SUS-BA - Sistema Único de Saúde da Bahia — Prova 2020
Homem, 40 anos de idade, procura atendimento médico com queixa de dor abdominal em epigástrio, irradiada para dorso, há cerca de dois anos. Neste período, refere emagrecimento de 15Kg e diarreia pastosa, cerca de 3 evacuações ao dia. De antecedentes, refere tabagismo 15 anos/maço e etilismo de 110g etanol, diariamente. Ao exame, apresenta-se emagrecido, em regular estado geral, descorado +1/4+, hidratado, acianótico, anictérico, afebril. FC: 90bpm, PA: 100X70mmHg, Peso 50Kg. Ausculta sem alterações. Abdome escavado, com ruídos hidroaéreos presentes, timpânico, flácido, com dor discreta à palpação em epigástrio. Frente ao quadro descrito, cite as duas principais medidas terapêuticas farmacológicas (classes das drogas) que devem ser instituídas nesse momento.
Pancreatite crônica por etilismo → reposição de enzimas pancreáticas e analgesia para dor.

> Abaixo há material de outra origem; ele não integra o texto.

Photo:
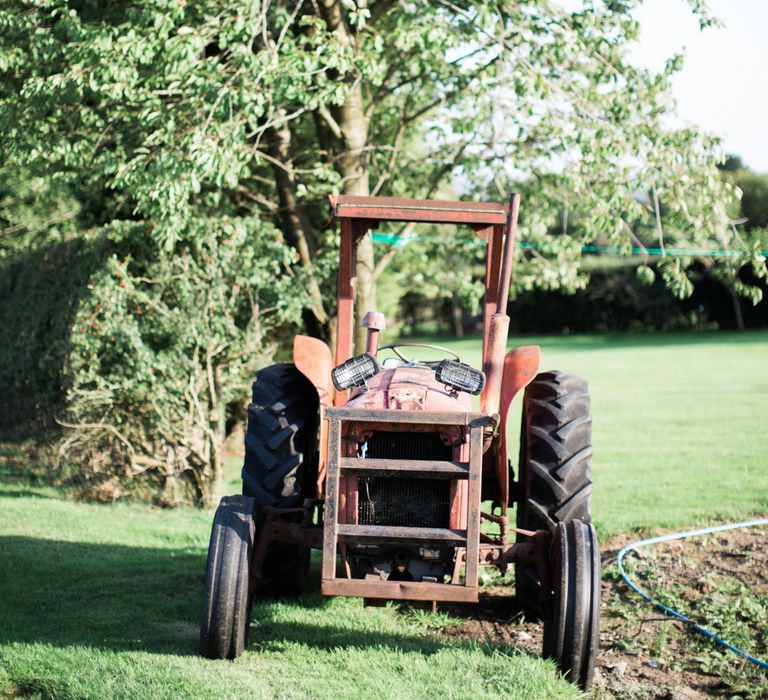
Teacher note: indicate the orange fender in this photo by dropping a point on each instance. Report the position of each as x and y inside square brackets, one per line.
[314, 360]
[521, 365]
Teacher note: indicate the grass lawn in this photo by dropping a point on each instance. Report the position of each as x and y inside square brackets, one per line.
[680, 424]
[103, 601]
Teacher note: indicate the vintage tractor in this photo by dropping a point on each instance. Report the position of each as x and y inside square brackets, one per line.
[383, 465]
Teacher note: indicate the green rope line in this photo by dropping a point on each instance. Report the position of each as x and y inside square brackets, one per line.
[396, 240]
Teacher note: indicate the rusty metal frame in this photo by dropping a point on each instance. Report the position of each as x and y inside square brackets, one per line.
[336, 534]
[358, 215]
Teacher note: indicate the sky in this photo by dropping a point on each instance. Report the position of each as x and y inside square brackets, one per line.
[723, 86]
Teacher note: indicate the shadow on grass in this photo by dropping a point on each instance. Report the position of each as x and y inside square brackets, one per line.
[125, 598]
[611, 341]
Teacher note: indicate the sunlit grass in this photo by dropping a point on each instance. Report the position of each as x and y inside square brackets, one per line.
[103, 601]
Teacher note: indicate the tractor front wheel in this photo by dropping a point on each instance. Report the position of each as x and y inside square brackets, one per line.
[571, 636]
[227, 599]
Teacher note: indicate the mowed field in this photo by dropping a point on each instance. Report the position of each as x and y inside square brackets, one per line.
[103, 601]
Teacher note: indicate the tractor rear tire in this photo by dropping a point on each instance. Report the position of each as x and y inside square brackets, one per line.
[571, 636]
[227, 600]
[555, 471]
[279, 468]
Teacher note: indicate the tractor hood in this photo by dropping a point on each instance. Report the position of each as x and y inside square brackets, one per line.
[412, 388]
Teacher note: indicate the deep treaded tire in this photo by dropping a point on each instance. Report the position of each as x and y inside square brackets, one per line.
[555, 479]
[279, 467]
[227, 598]
[572, 634]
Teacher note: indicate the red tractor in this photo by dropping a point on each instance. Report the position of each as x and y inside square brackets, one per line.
[383, 466]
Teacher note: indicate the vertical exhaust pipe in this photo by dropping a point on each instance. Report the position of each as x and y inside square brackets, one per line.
[499, 326]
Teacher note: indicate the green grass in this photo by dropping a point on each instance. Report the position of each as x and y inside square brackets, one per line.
[680, 424]
[103, 601]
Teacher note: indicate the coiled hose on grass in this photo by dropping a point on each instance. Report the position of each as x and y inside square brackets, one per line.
[634, 546]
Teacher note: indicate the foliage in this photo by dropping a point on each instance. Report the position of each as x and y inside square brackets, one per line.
[141, 355]
[179, 123]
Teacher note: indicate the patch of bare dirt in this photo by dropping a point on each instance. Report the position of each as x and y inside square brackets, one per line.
[644, 653]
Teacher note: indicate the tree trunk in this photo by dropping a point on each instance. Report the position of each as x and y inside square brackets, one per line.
[353, 165]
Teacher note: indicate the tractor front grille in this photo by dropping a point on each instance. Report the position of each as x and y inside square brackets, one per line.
[405, 501]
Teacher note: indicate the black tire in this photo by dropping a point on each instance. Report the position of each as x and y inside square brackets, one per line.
[555, 471]
[572, 634]
[279, 468]
[227, 599]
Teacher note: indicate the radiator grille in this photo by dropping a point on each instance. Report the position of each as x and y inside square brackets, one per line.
[384, 445]
[405, 501]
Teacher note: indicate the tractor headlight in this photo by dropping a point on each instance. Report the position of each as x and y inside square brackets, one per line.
[460, 377]
[355, 371]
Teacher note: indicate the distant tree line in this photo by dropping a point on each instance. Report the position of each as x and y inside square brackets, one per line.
[164, 226]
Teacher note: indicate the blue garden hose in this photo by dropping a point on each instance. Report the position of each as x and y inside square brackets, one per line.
[673, 613]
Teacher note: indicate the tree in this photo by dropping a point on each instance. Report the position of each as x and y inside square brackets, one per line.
[200, 127]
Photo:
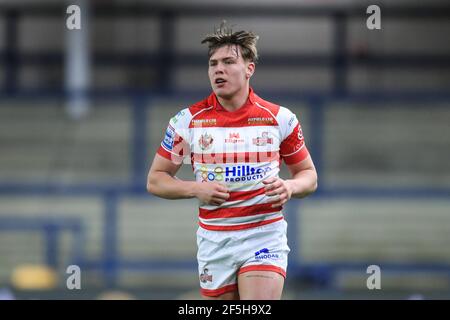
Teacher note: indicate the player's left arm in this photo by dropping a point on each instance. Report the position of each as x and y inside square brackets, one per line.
[302, 183]
[298, 160]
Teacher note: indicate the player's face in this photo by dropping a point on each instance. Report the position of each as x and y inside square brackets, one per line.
[228, 72]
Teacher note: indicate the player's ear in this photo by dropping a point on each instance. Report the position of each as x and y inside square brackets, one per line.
[250, 69]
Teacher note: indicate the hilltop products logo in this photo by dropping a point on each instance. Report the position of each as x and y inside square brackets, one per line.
[205, 277]
[264, 254]
[233, 137]
[240, 173]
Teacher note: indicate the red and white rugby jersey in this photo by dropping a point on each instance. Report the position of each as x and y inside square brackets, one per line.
[239, 149]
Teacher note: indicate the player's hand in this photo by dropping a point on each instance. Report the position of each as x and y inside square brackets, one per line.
[212, 193]
[279, 190]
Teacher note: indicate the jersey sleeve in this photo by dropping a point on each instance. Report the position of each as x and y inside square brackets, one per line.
[175, 146]
[292, 147]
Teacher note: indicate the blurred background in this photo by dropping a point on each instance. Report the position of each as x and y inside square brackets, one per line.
[82, 113]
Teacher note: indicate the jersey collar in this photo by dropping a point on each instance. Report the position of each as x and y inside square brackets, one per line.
[214, 102]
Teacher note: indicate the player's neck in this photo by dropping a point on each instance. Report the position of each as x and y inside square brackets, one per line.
[236, 101]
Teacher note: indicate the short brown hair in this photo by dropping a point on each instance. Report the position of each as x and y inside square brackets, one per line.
[225, 36]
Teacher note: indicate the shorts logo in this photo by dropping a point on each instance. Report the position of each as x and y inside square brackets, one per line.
[205, 277]
[264, 254]
[300, 134]
[205, 141]
[169, 138]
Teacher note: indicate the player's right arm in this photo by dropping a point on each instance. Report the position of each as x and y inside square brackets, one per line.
[161, 180]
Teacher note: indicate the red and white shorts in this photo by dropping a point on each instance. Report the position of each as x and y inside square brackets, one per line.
[223, 255]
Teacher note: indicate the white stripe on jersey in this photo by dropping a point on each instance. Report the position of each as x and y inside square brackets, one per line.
[260, 199]
[241, 220]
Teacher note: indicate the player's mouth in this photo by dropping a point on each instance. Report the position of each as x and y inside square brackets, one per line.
[220, 82]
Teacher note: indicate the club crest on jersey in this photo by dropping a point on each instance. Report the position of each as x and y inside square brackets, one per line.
[261, 121]
[205, 141]
[204, 122]
[263, 140]
[234, 137]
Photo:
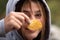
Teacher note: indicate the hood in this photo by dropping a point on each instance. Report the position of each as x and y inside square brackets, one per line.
[11, 7]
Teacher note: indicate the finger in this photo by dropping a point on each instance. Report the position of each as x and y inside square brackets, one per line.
[15, 24]
[16, 20]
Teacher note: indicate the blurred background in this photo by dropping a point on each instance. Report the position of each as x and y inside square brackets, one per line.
[54, 6]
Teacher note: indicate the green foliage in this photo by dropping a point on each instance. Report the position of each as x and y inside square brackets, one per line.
[53, 4]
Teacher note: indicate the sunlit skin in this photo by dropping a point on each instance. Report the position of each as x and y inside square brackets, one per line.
[16, 20]
[33, 12]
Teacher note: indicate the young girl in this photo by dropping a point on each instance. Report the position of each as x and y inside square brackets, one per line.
[24, 12]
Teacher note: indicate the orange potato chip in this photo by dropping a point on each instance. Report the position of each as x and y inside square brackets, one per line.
[35, 25]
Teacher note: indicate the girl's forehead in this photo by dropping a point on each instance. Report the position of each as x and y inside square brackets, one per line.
[31, 5]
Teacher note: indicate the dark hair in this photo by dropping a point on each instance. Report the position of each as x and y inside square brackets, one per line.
[47, 26]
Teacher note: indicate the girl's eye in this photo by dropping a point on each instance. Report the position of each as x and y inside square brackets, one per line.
[38, 15]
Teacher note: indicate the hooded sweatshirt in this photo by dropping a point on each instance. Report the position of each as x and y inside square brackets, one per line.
[14, 35]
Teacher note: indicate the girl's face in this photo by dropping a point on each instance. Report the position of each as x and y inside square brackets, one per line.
[33, 11]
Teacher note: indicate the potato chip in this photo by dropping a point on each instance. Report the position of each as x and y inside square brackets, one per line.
[35, 25]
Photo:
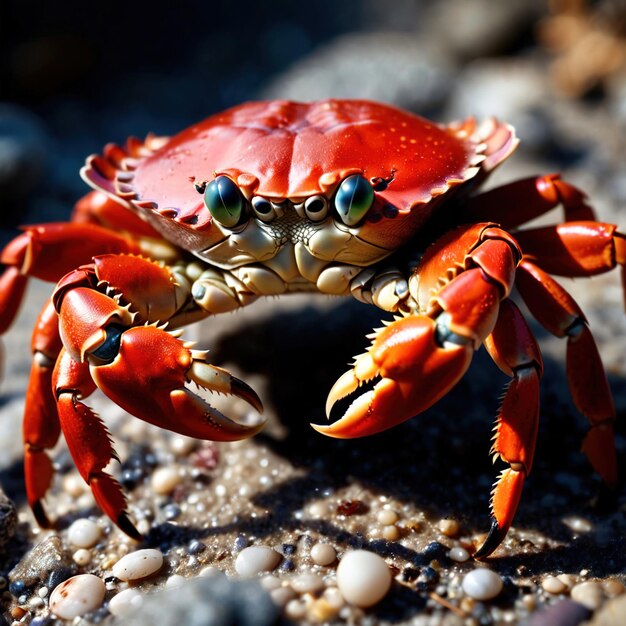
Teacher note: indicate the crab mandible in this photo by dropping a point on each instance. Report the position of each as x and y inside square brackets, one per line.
[339, 197]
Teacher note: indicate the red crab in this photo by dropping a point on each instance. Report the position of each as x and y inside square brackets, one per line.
[344, 197]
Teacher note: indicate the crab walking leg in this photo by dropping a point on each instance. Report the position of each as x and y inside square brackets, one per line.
[515, 351]
[41, 427]
[576, 249]
[48, 252]
[557, 311]
[419, 358]
[522, 200]
[88, 440]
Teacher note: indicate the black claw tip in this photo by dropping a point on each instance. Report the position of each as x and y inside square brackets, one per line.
[245, 392]
[40, 514]
[494, 539]
[124, 523]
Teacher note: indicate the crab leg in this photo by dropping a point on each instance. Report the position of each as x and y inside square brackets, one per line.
[576, 249]
[88, 440]
[523, 200]
[48, 252]
[41, 427]
[557, 311]
[419, 358]
[122, 350]
[515, 351]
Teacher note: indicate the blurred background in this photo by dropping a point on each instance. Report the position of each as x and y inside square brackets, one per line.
[76, 75]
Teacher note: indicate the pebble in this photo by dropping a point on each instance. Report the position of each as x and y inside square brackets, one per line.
[588, 593]
[307, 583]
[611, 614]
[165, 479]
[125, 602]
[563, 613]
[578, 524]
[84, 533]
[390, 533]
[319, 510]
[553, 585]
[81, 557]
[449, 527]
[387, 517]
[363, 578]
[8, 520]
[482, 584]
[48, 562]
[76, 596]
[323, 554]
[295, 610]
[138, 565]
[458, 554]
[282, 595]
[613, 588]
[255, 559]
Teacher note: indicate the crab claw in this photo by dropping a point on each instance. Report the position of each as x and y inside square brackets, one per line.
[417, 365]
[147, 378]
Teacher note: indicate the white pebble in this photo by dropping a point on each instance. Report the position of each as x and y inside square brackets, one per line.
[255, 559]
[83, 533]
[458, 554]
[295, 610]
[323, 554]
[387, 517]
[82, 557]
[578, 524]
[139, 564]
[210, 571]
[77, 595]
[482, 584]
[589, 594]
[182, 445]
[125, 602]
[175, 580]
[165, 479]
[363, 578]
[553, 585]
[319, 510]
[282, 595]
[307, 583]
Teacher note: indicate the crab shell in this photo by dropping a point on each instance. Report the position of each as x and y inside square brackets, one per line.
[284, 150]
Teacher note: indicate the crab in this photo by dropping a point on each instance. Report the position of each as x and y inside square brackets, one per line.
[341, 197]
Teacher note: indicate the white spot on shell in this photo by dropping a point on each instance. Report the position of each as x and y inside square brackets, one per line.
[363, 578]
[83, 533]
[138, 565]
[255, 559]
[482, 584]
[76, 596]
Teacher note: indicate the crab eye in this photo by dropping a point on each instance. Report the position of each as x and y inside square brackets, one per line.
[263, 209]
[316, 208]
[224, 201]
[354, 199]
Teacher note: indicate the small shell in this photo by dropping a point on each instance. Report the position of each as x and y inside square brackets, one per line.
[255, 559]
[76, 596]
[138, 565]
[363, 578]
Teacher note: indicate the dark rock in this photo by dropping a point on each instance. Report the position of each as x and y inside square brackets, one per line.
[390, 67]
[8, 520]
[22, 153]
[611, 614]
[563, 613]
[44, 559]
[206, 602]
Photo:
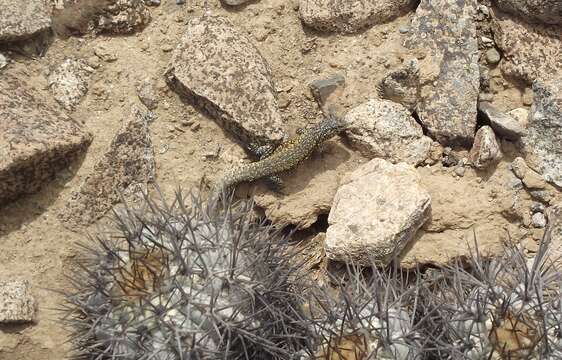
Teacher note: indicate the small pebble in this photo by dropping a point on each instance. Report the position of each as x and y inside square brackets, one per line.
[537, 207]
[195, 127]
[3, 61]
[459, 170]
[538, 220]
[493, 56]
[516, 184]
[404, 29]
[528, 97]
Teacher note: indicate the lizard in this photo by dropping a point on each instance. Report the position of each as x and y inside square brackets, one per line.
[286, 156]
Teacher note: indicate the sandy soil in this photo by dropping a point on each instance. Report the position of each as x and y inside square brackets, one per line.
[34, 245]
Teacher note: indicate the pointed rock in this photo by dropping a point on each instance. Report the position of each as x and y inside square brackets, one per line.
[385, 129]
[127, 166]
[485, 151]
[449, 92]
[36, 141]
[219, 69]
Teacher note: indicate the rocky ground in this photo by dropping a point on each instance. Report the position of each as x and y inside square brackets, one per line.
[454, 113]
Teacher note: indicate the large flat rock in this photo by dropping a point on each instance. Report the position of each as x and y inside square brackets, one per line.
[36, 141]
[445, 30]
[21, 19]
[385, 129]
[220, 69]
[376, 213]
[125, 168]
[350, 16]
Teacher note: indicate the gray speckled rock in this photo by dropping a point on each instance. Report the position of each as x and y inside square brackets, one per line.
[530, 51]
[485, 151]
[36, 141]
[111, 16]
[446, 31]
[350, 16]
[219, 68]
[547, 11]
[543, 144]
[234, 2]
[147, 94]
[22, 19]
[385, 129]
[376, 213]
[503, 124]
[17, 305]
[126, 168]
[69, 82]
[402, 85]
[553, 232]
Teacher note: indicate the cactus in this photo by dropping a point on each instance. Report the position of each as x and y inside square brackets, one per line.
[372, 316]
[502, 308]
[204, 281]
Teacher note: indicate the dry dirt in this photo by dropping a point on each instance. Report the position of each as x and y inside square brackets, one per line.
[34, 245]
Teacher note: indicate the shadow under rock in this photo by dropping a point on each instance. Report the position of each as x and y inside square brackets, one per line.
[25, 209]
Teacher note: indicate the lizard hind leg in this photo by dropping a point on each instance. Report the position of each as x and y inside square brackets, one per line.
[274, 183]
[261, 151]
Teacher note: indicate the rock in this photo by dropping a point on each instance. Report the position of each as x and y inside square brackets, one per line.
[519, 167]
[449, 74]
[485, 151]
[3, 61]
[302, 208]
[376, 213]
[553, 233]
[547, 11]
[459, 170]
[519, 41]
[449, 158]
[521, 115]
[503, 124]
[125, 168]
[322, 88]
[17, 305]
[492, 56]
[350, 16]
[527, 97]
[537, 207]
[538, 220]
[36, 141]
[385, 129]
[234, 2]
[101, 16]
[147, 94]
[227, 76]
[22, 19]
[105, 53]
[463, 212]
[69, 82]
[402, 85]
[543, 143]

O quadro clínico de dor epigástrica crônica irradiada para o dorso, associado a etilismo, emagrecimento e diarreia pastosa (esteatorreia), é altamente sugestivo de pancreatite crônica com insuficiência pancreática exócrina. As duas principais classes de drogas são as enzimas pancreáticas para má absorção e analgésicos para controle da dor.
A pancreatite crônica é uma doença inflamatória progressiva do pâncreas, caracterizada por destruição irreversível do parênquima e fibrose, levando à perda das funções exócrina e endócrina. O etilismo crônico é a causa mais comum. O quadro clínico típico inclui dor abdominal crônica, emagrecimento e esteatorreia, que resultam da insuficiência pancreática exócrina. O diagnóstico é baseado na história clínica, exames de imagem (TC, RM, CPRE) e testes de função pancreática. A dor é um sintoma debilitante e a má absorção contribui para a desnutrição e deficiências vitamínicas. O manejo terapêutico visa aliviar a dor, corrigir a má absorção e prevenir complicações. As duas principais classes de drogas são os analgésicos, que devem ser escalonados conforme a intensidade da dor, e as enzimas pancreáticas de reposição, administradas com as refeições para otimizar a digestão e absorção de nutrientes. Além disso, é fundamental a cessação do etilismo e tabagismo, e suporte nutricional adequado.
Os principais sintomas incluem esteatorreia (fezes gordurosas, volumosas e fétidas), emagrecimento, distensão abdominal, flatulência e deficiências vitamínicas lipossolúveis devido à má absorção.
A reposição de enzimas pancreáticas é crucial para compensar a deficiência de enzimas digestivas produzidas pelo pâncreas danificado, melhorando a digestão de gorduras, proteínas e carboidratos, e reduzindo a esteatorreia e a desnutrição.
O manejo da dor pode variar de analgésicos não opioides (AINEs, paracetamol) a opioides, neuromoduladores, bloqueios nervosos e, em casos refratários, procedimentos endoscópicos ou cirúrgicos para descompressão ductal.